CLI interoperability
---

`zpaq.compress()` emits the same on-disk format `libzpaq` itself writes, and `zpaq.decompress()` understands archives produced by `zpaq a` (filters out the JIDAC index/hash/info segments, follows the file's fragment-ID list, etc.). Tested on ten varied real files (1 KB to 25 MB, text/image/csv/jar/png/jpg/svg/exe/binary, levels 1-5):

| Direction | Result |
| --- | --- |
| `zpaq.compress` → `zpaq.decompress` | 10 / 10 byte-exact |
| `zpaq.compress` → `zpaq x` (official CLI) | 10 / 10 byte-exact |
| `zpaq a` (official CLI) → `zpaq.decompress` | 10 / 10 byte-exact |

```py
import zpaq

# Pipe to the official CLI
with open("out.zpaq", "wb") as f:
    f.write(zpaq.compress(my_bytes, level=5))
# ... later, from any machine with the zpaq executable installed:
#   $ zpaq x out.zpaq

# Read an archive someone else produced with `zpaq a`
with open("their.zpaq", "rb") as f:
    file_bytes = zpaq.decompress(f.read())
```

For multi-file `zpaq a` archives, `zpaq.decompress` currently returns the concatenated bytes of every file in storage order.

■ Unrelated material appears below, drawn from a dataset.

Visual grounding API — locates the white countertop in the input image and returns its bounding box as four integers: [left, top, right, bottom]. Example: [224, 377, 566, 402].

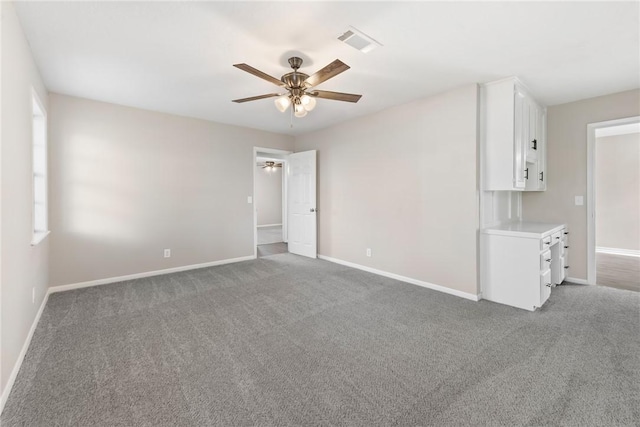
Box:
[482, 221, 565, 239]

A per-segment iterator API for addressing files by name is on the v0.3 list.

Future work
---

Plenty of levers I haven't pulled yet, PRs welcome:

- **PGO** (profile-guided optimization). Adding `/GENPROFILE` + `/USEPROFILE` to the MSVC build (and the gcc/clang equivalent) usually adds another 5-15%. Skipped here because cibuildwheel doesn't expose a clean two-stage build hook yet.
- **AVX2 in the JIT predictor.** AVX2 is on at the C++ compile-flag level. The JIT-emitted predictor already uses SSE2 SIMD (`pmaddwd` / `paddd` for the MIX dot-product, lines 4126-4170 in vendored libzpaq.cpp). Upgrading the JIT codegen to AVX2 256-bit ymm registers would handle 16 mixer inputs per iteration instead of 8, but real gain depends heavily on the per-method MIX `m` parameter, and the work is byte-level instruction re-encoding which is fragile. Skipped for now.
- **Parallel JIDAC encode.** `dedup=True` is currently single-threaded; splitting the fragment-build pass across cores would speed up large dedup compresses.
- **Per-segment archive API.** As mentioned above, let callers address individual files inside multi-file `zpaq a` archives by name.

License
---

Released under the same terms as the underlying `libzpaq` sources: public domain. See `src/zpaq/vendor/COPYING`.

The vendored libsais suffix-array library is Apache 2.0 (Ilya Grebnov). See `src/zpaq/vendor/LICENSE-libsais`.

---

Not affiliated with Matt Mahoney. `libzpaq` was released into the public domain by its original author; this Python package wraps those sources and is an independent community project.